There's nothing like 50+ likes on Instagram to make a relatively introverted, normal gal feel like a rock star. This dress, my mint gingham Emery (sans sleeves) garnered 53 likes when I debuted it on Sunday, June 29. Wow. 

I bought four yards of this 1" mint gingham from Denver Fabrics. It's a poly/cotton blend which usually I don't like, but I loved the color and just had to have it. I underlined the entire garment in white cotton muslin.

After my Peony bodice fitting conundrum, I took the same logic and applied it to the Emery bodice, and it worked 100%. I did a small FBA on the size in between my high bust and low bust (so size 12) and it fit beautifully. I did lower the darts a bit but otherwise no other adjustments were made. 

After taking an Instagram vote, I went with sleeveless plus bow, although I can't wear a belt. I thought about some way to make it removable but decided just to tack it down.

I left off the sleeves (more practical in the heat) and finished the neckline and armholes with gingham bias binding.

For the hem, I zig-zagged 1/2" from the edge, turned the hem 2" and stitched, then pinked just for added anti-fraying.

I'm really pleased with my first ever Hong Kong seam finish! This is the center back seam below the zipper. Those zig-zags are from attaching the underlining (I think). Really pretty!

AND it wouldn't be a handmade garment if I didn't encounter a glaring flaw in my construction! Here it is. I'm going to blame the multiple layers of fabric on this one, but in reality there was a moment where I thought to myself that I should take the time to redo my pins, but then I went ahead. Next time I'll listen.

I wore this this past Sunday as well. Despite making sure that waist had enough "singing" ease, I still felt like this was a bit snug, maybe from the underlining. I also went back after making this and removed 3/4" from the bodice length which will help with the waist ease a bit.

This is a fabulous pattern for a beginner! Even though this version doesn't have sleeves, my muslins did and I have to say they are the easiest sleeves to ease EVER. There's practically zero ease in the sleeve cap so the entire process from gathering to stitching is so easy. 

I also added some additional notches just to keep my skirt back pieces straight - not necessary but helpful. Overall, a beautifully flattering pattern and super simple to sew up!

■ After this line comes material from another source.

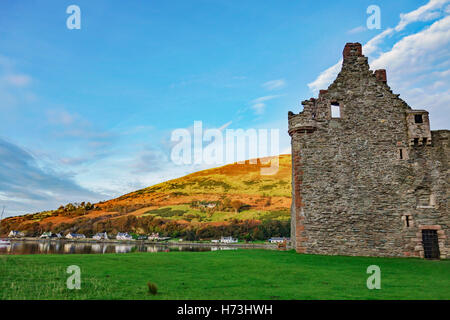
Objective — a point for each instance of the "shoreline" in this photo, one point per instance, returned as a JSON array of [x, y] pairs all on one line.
[[148, 242]]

Pattern: Christine Haynes Emery
Size: size 12 bodice/14 waist, 3/4" FBA, lowered both bodice front darts, removed 3/4" length on bodice, size 14 skirt, size 12 sleeve.
Fabric: poly/cotton 1" mint gingham + white cotton muslin for underlining
Notions: Organ 80/12 needle; Gutermann Mara 100; regular zip; Wonder Tape for zipper; fusible knit tricot for zip seam allowance.